Because you will deal with the consequences of your child knowing that you exposed her to destructive acting out behavior, did not take her out, did not protect her from that.
That is, I believe, it's all just my opinion, I'm no expert, I believe that is a bond-cracking interaction, like a bond with you, a trust with you as the parent.
She trusts you to keep herself.
She trusts you to expose her to the very best elements in the world, to the very best things in food, in entertainment, in games, and in companions.
Everybody she interacts with should be of the highest quality.
Adults, children, everything.
The food that you give her should be of the highest quality and the most nutritious.
Now, When it comes to, you know, there's this thing that's, it's bad to bribe kids.
I don't believe that at all. I don't believe, I mean, bribery is the foundation of the world.
I mean, how many people go to their work because they love it?
Like me, Brad Pitt, a couple of supermodels, I don't know, right?
How many people go to their work because they love it or they go to the work because they need the money, they want the money?
Right? Bribery is the foundation of the economy.
And how many people drive cabs because they just love to drive cabs, get snarled at, be badly tipped, and smell of castor oil, right?
So bribery to me is fine.
Bribery is just a way of saying to your child, you can't understand the long-term consequences.
You can't understand the long-term benefits.
You can't defer gratification, so I'm going to give you something more immediate.
Right? A guy called into my show the other day saying, oh, my daughter fights me every time.
I want to brush her teeth, so bribe her.
Then you'll get to peacefully brush your teeth, give her the reward, whatever it's going to be.
It doesn't have to be sugar, whatever it's going to be.
And then you keep explaining why she needs to brush her teeth.
And then over time, she will adjust to brushing her teeth because she understands why.
And she won't want the rewards anymore because the reward is going to be like not having a cavity and all that kind of stuff.
My daughter was being toilet trained.
We bribed her, gave her a Skittle.
When she did it, now she goes, doesn't need a Skittle.
Children can't see over the horizon of the now, so you give them something in the now that makes it worth their while, and then once they understand over the horizon, you don't need that bribe.
Bribe away. Do not feel guilty.
You don't want to bribe them to make you like them, to make them like you.
You don't want to bribe them to make them your friend or to buy their love.
I understand all of that, but it's not what we're talking about here.
I mean, we all do that with ourselves.
I mean, how many times you say, well, I'll do this difficult thing, and then, you know, I'll have half a cupcake, you know, reward myself.
I have a day at the spa to reward myself.
Yeah, we bribe all the time, there's nothing wrong with it at all, as long as it's not used to manipulate fundamental emotional states.

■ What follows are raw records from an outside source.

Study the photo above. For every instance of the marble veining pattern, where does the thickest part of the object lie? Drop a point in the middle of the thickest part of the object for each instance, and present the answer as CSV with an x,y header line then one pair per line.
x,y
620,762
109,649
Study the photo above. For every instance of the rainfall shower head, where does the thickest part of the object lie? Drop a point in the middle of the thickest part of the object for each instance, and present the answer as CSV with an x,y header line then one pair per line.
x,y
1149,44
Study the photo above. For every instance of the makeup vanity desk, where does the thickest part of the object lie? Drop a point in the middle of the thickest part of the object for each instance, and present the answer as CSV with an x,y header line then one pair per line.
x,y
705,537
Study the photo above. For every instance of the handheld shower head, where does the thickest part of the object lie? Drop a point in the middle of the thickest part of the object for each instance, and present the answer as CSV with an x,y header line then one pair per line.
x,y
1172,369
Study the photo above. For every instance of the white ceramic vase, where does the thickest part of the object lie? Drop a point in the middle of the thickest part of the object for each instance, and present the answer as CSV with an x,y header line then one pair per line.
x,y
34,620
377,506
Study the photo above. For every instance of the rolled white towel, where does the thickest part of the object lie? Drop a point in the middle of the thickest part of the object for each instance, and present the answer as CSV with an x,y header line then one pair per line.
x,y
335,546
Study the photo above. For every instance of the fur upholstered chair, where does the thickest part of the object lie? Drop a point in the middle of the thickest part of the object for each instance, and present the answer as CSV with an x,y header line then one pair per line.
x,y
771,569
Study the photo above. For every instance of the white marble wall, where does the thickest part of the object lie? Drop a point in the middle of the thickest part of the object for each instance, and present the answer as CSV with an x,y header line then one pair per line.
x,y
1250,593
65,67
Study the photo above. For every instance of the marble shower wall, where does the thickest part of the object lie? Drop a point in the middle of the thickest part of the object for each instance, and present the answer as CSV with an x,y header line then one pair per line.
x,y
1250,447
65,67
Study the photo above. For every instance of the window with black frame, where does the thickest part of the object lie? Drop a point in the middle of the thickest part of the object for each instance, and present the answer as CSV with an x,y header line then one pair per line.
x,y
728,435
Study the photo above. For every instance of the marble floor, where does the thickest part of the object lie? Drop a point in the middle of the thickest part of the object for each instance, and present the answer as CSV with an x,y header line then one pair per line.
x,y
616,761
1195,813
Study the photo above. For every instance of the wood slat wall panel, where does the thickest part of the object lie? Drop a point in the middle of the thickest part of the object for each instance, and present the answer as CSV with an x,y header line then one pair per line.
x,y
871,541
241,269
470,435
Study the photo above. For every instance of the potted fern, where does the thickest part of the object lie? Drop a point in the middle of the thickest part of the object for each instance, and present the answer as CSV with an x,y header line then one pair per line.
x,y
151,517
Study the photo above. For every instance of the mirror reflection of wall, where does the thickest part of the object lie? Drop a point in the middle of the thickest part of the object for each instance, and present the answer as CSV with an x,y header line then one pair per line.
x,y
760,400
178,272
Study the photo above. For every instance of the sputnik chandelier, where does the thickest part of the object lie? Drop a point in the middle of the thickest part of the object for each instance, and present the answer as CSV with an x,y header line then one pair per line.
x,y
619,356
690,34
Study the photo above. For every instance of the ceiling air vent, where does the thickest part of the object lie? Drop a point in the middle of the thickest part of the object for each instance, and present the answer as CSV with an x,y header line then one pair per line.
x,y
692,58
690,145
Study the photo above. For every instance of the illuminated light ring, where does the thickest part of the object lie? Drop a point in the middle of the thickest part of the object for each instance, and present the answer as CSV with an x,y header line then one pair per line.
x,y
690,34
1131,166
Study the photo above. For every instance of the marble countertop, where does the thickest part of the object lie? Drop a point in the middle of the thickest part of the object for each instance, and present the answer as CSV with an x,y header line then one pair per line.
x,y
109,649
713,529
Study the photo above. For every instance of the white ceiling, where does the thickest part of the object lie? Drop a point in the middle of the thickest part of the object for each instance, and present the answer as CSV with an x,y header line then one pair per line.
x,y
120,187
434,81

So, really think about the horizontal exposure to potential Personality environmental toxins that your daughter is being exposed to.
If I were in your shoes, I would cut whatever was necessary to cut in my expenditures, bring my child home, maintain control over her exposure.
When she gets older, she can be exposed to toxins in personalities.
When her brain is fully formed, right, she's still a long way away from, I think, 80 to 90 percent by the age of five, her brain is formed.
So you've still got a year and a half, significant development.
Keep her away from toxins.
By the time She's been exposed to five years of consistently virtuous, peaceful behavior.
I think she's going to develop more resistance, or at least she'll have the words to say, I saw this thing that was really alarming at school, blah, blah, blah, blah, right?
But I think that is where I would go.
That is the most important thing.
You may not think you have time for it now.
But I can guarantee you, you don't think you have time for it now.